Иероглифы льдинок растут на проплешинах марта,
В тихих лодочках глаз зреют звонкие, сладкие сливы.
В нашем городе нежится детство громадного Сартра,
Только здесь он бы смог ненадолго заснуть счастливым.

Сквозь кустистые тучи глядит постаревшее солнце,
Ночь теплеет вдали, а оно и в упор не видит.
В этом городе много того, что уже не проснётся,
Снег похож на пюре из мороженых серых мидий.

И от моря на улицах только обломки лодок,
Лоскуты парусов согревают людей в могилах.
Видишь, там, на дороге, старик? Это мой одногодок,
Он когда-то умел просыпаться святым и счастливым.

Вызревает весна.
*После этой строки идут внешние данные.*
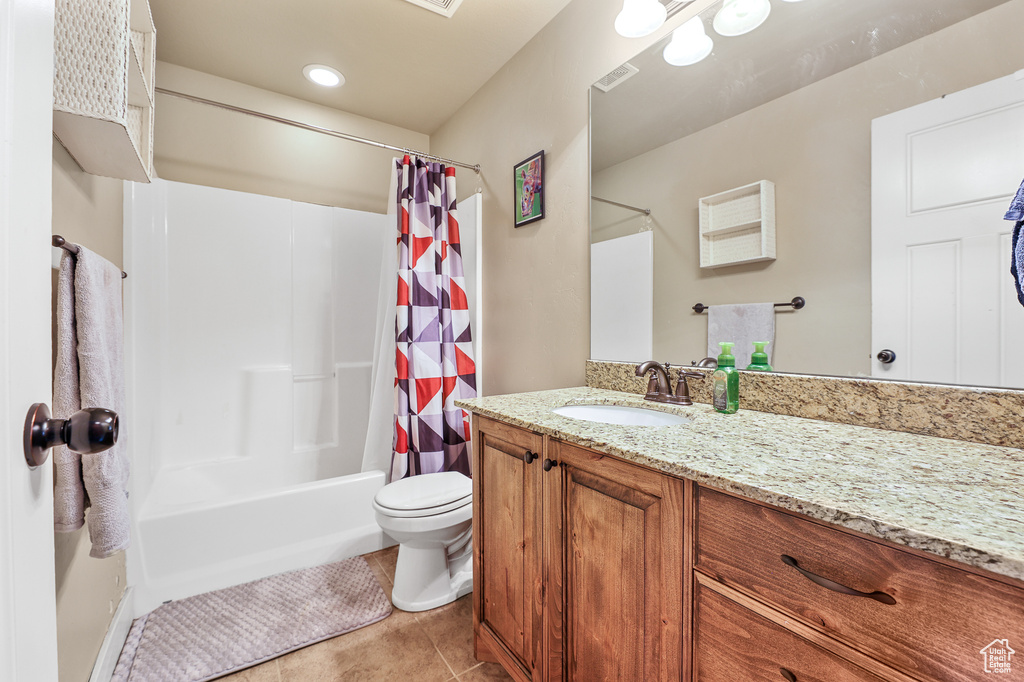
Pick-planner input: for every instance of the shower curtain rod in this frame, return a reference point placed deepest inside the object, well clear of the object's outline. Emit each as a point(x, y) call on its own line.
point(327, 131)
point(632, 208)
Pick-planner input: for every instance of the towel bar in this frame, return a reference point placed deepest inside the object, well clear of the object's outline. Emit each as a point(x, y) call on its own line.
point(797, 303)
point(60, 243)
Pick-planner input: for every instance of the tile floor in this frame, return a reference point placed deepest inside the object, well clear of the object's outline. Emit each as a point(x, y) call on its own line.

Подо льдом оживают осы,
Заливают жужжанием мятую быль и небыль.
Но летят из подвалов бабочки туберкулёза.
Нашему миру для счастья не хватит хлеба.



ЧТО ОПРАВДЫВАЕТ ТВОЁ ДЫХАНИЕ

Медленно вынимая себя из земли,
Прочищая осипшие лёгкие, выплёвывая грязь,
Поднимаешься, мутный, кожистый,
Слепнешь от чистоты.

Медленно вынимая себя из воды,
Распухшего, скользкого, в пиявках и чешуе,
Кладёшь на сухой, обветренный песок.
Глохнешь от воздуха.

Радостно возвращаешь себя огню.
Швыряешь туда, где в огромном костре
Пылают сердца последних Данко,
И знаешь, что это — дом.

Сгореть в этом огромном, ревущем доме,
Чувствуя новый мир,
Растущий из распахнутых глаз и сцепленных рук,
Мир, который ты выкормишь и оставишь сиять, —

Единственное, что оправдывает твоё дыхание.